O Poder Moderador e a tensão entre federalismo e centralização no Segundo Reinado

Há quem conte a história do Brasil como desdobramento natural de um projeto estatista e centralizador. Mas a construção dessa fórmula jamais foi pacífica.

No Império, após a investida descentralizante do Ato Adicional, de 1834, e do regresso conservador, de 1841, entrou-se numa espécie de acordo possível. A última revolta contra a centralização política eclodiu em Pernambuco, foco de forças autonomistas, em 1848, sendo rapidamente sufocada. Por volta de 1850, houve um acordo entre as elites em torno da forma de governo monárquica, política e administrativamente centralizada, mas com ênfase nos acordos com as elites provinciais. Calcula-se que, ao final do Império, 77% das rendas públicas eram arrecadadas pelo Governo Geral, sendo que apenas 18% seguiam para as Províncias. O Governo Central empregava cerca de 70% dos funcionários públicos, enquanto que as províncias empregavam 25%.

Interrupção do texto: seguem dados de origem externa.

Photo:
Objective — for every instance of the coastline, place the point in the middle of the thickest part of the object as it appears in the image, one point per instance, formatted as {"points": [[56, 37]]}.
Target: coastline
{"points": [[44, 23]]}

A partir de 1860, avivou o debate entre liberais e conservadores sobre os limites da centralização. A submissão das províncias ao Governo Central e as interferências do Poder Moderador na vida política tornaram-se polêmicas. Pontificaram neste debate os liberais Zacarias de Góis e Vasconcelos e Aureliano Tavares Bastos, de um lado, e, de outro, os conservadores Pimenta Bueno, Marques de São Vicente, e Paulino José Soares de Souza, Visconde do Uruguai, alguns dos grandes nomes da teoria política brasileira.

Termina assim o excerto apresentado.